As with any type of loan, certain risks come with assumable loans. One such risk is that if the buyer fails to make timely payments on the loan, they could face foreclosure or other legal repercussions. Additionally, buyers should know that lenders may attempt to raise rates or change other terms once a new borrower has assumed the loan.
Are Assumable Loans Right for Me?
Whether or not an assumable loan is right depends on your financial situation. If you are confident that you can make timely payments on the loan and can afford any potential changes imposed by the lender, then this type of loan could be a great option. However, you may want to explore other options if there is any uncertainty related to your financial status.
How Do I Qualify for an Assumable Loan?
To qualify for an assumable loan, you must meet a few qualifications. For starters, the person assuming the loan must have sufficient creditworthiness to assume the Seller’s obligations on the loan. Furthermore, the lender may require additional collateral or a higher down payment amount. Additionally, you must be ready to assume these payments once the transfer of ownership is complete.
What Type of Property Can Be Purchased with an Assumable Loan?
Typically, assumable loans are used to purchase single-family residences such as homes, condos, townhouses, and other residential properties. These properties must have existing mortgages that are eligible for assumption agreement between both parties.
What is a wraparound loan?
“This method of seller financing is risky if the underlying first loan has a “due on sale” clause because the loan might be called due when the first lender becomes aware that the property has transferred title,” says Dian Hymer, author of “Buying and Selling a Home, A Complete Guide,” Chronicle Books, 1994.
A seller usually will want to incorporate a late charge to encourage the buyer to make monthly loan payments on time. “A buyer will probably want to stipulate that prepayment of the loan is without penalty. This should not cause a problem unless the loan payments are a source of retirement income, in which case early prepayment could have negative financial repercussions for the seller…
“Most sellers prefer a due-on-sale provision included in the note, but this can be negotiable.

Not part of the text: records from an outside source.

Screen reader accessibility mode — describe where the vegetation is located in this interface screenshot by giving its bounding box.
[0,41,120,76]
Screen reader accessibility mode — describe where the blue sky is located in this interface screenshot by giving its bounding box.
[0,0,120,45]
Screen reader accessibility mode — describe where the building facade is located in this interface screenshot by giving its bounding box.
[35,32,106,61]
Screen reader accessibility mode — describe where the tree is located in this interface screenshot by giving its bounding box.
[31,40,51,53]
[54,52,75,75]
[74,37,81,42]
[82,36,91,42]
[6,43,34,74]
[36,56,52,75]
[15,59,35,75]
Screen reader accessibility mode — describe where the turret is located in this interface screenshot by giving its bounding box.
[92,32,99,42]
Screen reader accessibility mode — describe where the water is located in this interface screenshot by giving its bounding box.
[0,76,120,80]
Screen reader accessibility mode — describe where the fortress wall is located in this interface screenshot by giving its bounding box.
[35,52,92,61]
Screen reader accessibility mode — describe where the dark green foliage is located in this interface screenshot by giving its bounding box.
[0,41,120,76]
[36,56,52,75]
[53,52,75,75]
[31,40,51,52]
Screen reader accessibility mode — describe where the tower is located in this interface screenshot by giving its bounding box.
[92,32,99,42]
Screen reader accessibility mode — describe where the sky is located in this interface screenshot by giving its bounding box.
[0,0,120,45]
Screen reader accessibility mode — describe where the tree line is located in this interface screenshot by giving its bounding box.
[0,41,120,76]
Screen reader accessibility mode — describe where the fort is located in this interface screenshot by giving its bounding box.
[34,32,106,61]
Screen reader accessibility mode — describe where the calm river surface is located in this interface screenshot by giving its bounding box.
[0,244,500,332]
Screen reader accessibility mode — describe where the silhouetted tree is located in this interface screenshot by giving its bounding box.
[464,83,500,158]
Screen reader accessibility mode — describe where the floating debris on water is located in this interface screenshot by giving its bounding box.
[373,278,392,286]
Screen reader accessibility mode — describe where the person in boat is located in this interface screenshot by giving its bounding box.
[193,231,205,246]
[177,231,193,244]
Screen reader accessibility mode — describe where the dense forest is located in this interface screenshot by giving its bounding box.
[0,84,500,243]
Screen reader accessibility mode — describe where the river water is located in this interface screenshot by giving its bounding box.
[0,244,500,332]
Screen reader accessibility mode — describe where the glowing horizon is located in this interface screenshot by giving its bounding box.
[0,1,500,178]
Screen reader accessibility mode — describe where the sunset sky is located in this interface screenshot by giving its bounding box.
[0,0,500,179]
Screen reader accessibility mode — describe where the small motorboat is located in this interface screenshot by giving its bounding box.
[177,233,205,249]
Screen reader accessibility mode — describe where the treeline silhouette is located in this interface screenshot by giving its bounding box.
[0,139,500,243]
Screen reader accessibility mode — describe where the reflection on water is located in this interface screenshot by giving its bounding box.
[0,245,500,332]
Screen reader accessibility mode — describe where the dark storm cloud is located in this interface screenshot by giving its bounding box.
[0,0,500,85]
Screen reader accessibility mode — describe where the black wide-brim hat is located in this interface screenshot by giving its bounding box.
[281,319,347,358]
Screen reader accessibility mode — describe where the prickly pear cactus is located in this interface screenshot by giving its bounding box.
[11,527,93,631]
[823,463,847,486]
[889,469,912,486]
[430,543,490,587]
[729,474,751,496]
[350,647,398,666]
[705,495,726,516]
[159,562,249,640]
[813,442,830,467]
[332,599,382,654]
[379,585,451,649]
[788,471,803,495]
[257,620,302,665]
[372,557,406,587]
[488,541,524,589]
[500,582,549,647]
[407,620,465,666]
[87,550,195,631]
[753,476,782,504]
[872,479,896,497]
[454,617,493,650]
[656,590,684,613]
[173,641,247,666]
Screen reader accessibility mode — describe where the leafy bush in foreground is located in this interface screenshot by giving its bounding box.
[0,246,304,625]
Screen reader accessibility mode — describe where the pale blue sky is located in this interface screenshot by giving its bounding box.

Buyers who are concerned that they might be forced to sell during a period of high-interest rates can request that the note be assumable by a future buyer, and sellers might find this provision agreeable as long as they have the right to approve the future buyer’s credit report and financial statement,” Hymer writes.
Are FHA loans assumable?
Lenders will only permit loans with a “subject to transfer” clause to be taken over through a formal assumption process. Look to your loan agreement for specific terms. In addition, you should candidly discuss any risks with your lender and possibly consult an attorney before signing the final agreement.

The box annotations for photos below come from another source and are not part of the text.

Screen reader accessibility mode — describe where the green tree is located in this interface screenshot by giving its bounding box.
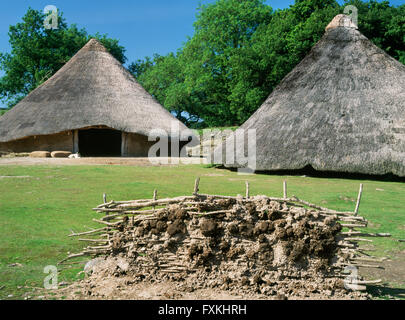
[128,53,201,127]
[0,8,126,108]
[180,0,272,126]
[133,0,405,126]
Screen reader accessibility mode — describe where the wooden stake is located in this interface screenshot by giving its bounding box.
[354,184,363,216]
[152,189,157,211]
[193,178,200,195]
[283,181,287,199]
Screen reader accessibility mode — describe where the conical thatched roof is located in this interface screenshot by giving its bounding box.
[224,15,405,176]
[0,39,187,142]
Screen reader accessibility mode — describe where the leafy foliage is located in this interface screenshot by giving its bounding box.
[0,8,126,107]
[130,0,405,126]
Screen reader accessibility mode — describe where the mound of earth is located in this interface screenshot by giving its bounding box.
[60,195,376,299]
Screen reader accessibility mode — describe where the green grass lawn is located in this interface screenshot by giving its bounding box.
[0,165,405,299]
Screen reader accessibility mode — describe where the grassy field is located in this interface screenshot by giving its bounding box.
[0,165,405,299]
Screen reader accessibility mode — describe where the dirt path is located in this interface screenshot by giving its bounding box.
[0,157,206,167]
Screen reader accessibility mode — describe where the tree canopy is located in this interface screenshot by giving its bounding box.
[0,0,405,128]
[0,8,126,108]
[130,0,405,126]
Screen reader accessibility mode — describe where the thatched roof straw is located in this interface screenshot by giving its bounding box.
[219,15,405,176]
[0,39,187,142]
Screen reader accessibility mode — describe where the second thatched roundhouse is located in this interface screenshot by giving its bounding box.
[0,39,193,156]
[219,15,405,176]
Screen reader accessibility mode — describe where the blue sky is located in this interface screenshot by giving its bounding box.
[0,0,405,107]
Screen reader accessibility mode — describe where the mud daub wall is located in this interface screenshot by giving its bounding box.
[112,199,342,285]
[0,131,73,153]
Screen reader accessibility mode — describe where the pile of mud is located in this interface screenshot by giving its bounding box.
[60,195,378,299]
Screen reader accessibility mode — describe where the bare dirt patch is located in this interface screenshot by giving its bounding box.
[52,195,378,300]
[0,157,206,167]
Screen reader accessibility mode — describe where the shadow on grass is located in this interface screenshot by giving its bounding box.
[367,286,405,300]
[221,165,405,182]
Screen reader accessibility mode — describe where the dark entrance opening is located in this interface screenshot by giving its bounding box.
[79,129,122,157]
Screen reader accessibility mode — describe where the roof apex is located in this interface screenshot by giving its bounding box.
[80,38,108,52]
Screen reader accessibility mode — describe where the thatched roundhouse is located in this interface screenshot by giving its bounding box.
[221,15,405,176]
[0,39,192,156]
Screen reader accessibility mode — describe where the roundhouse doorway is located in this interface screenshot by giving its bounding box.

How do you find out if a loan is assumable?
Look to the loan agreement to determine if it is assumable by someone else. Then talk to the lender about specific requirements based on the home’s value.
Assumable loans permit one borrower to take over a loan from another without changing the loan terms. Such loans still exist but aren’t very common or popular (for buyers) in a low-interest-rate environment. Plus, today, new assumable loans are almost always adjustable-rate mortgages.
Do I Need Legal Representation to Assume a Loan?
Yes, it is recommended that you seek legal representation before assuming any sort of loan. An attorney can provide legal advice and guide you through the process of taking over an assumable loan from start to finish.